Do you think that the genre of the detective novel is particularly suited to telling a story that is set in the ‘50s in Czechoslovakia?
“I have a friend, Robert Eversz, who lived here in the 1990s and he himself wrote crime fiction. He wrote me this great email where he was talking about how he thought that one thing about the crime genre is that it is particularly well suited to depicting corruption in a society and that he felt that was something that Czechs missed out on. It was a lost opportunity to use the genre to write about the communist era and really the only person who followed that was Josef Škvorecký, but Škvorecký did much of his detective writing after he left Czechoslovakia.”Do you have another extract for us?

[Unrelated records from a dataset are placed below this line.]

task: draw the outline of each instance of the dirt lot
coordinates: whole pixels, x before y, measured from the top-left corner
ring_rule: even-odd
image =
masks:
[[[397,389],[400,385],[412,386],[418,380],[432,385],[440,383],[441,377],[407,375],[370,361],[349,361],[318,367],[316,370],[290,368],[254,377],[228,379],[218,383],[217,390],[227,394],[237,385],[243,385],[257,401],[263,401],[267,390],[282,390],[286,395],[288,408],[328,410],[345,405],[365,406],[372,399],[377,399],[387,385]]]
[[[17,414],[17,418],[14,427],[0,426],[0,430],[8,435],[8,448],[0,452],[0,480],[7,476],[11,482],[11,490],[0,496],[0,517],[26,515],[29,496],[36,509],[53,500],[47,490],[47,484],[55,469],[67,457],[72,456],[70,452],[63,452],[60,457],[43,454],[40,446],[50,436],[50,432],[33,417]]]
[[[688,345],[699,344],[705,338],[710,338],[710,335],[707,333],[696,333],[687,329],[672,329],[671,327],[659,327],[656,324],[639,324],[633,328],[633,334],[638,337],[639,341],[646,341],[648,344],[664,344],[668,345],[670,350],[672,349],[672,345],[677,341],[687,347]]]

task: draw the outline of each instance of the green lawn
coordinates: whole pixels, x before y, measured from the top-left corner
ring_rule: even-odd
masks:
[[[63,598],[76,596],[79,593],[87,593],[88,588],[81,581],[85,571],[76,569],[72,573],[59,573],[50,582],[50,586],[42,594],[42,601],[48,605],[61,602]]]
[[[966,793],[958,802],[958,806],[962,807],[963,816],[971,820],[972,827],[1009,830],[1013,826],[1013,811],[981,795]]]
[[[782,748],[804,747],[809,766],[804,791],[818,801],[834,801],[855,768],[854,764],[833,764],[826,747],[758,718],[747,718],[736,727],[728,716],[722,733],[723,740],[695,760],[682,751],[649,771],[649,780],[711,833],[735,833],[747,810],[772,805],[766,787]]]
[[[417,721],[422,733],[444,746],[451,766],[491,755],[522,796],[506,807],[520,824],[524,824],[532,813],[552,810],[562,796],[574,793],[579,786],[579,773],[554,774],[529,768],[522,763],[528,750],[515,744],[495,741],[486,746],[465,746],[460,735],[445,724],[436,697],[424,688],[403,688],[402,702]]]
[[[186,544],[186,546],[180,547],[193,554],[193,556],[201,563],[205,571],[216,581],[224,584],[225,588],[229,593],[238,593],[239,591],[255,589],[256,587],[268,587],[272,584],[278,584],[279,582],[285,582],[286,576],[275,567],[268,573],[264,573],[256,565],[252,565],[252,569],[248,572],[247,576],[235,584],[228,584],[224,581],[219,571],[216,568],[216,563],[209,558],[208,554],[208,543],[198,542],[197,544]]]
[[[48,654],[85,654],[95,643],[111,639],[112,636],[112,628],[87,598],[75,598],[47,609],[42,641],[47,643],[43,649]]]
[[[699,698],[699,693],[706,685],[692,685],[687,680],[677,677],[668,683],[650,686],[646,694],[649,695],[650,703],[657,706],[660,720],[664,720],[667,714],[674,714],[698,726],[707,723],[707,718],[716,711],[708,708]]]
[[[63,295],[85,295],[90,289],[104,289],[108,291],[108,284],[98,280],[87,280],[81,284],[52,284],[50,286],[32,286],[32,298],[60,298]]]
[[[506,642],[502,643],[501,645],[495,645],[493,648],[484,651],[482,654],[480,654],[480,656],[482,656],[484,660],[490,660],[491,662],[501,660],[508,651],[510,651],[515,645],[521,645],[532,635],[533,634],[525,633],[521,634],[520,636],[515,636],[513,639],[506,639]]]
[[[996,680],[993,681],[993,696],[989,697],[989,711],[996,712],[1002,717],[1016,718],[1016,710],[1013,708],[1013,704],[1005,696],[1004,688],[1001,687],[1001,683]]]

“Yes. I have a bit of the more police-procedural part, which is in the second part of the book when the murder of the title happens:
“Can’t see a thing from here. Must’ve happened down the far end of the street. Officers ain’t lettin’ anoyone in. Say there’s a body down there.” “Body?” Božena said excitedly. “Some sorta traffic accident?” “Naw. But could be someone got run over.” “I’ll find out one way or another,” Božena said, catching the eye of the men in uniform out on the sidewalk. She tipped her head and the officer grinned and winked. He was a familiar face. Came to the snack bar almost every day for a black brawn and beer. He’ll be in soon enough, Božena thought to herself, satisfied, going back behind the counter.
I won’t spoil the story by saying what happens next. If you’d like to unravel the mystery, Heda Margolius Kovály’s wonderfully atmospheric crime novel of 1950s Prague, Innocence; or Murder on Steep Street, is published by Soho Press in New York. I was talking to the book’s translator, Alex Zucker.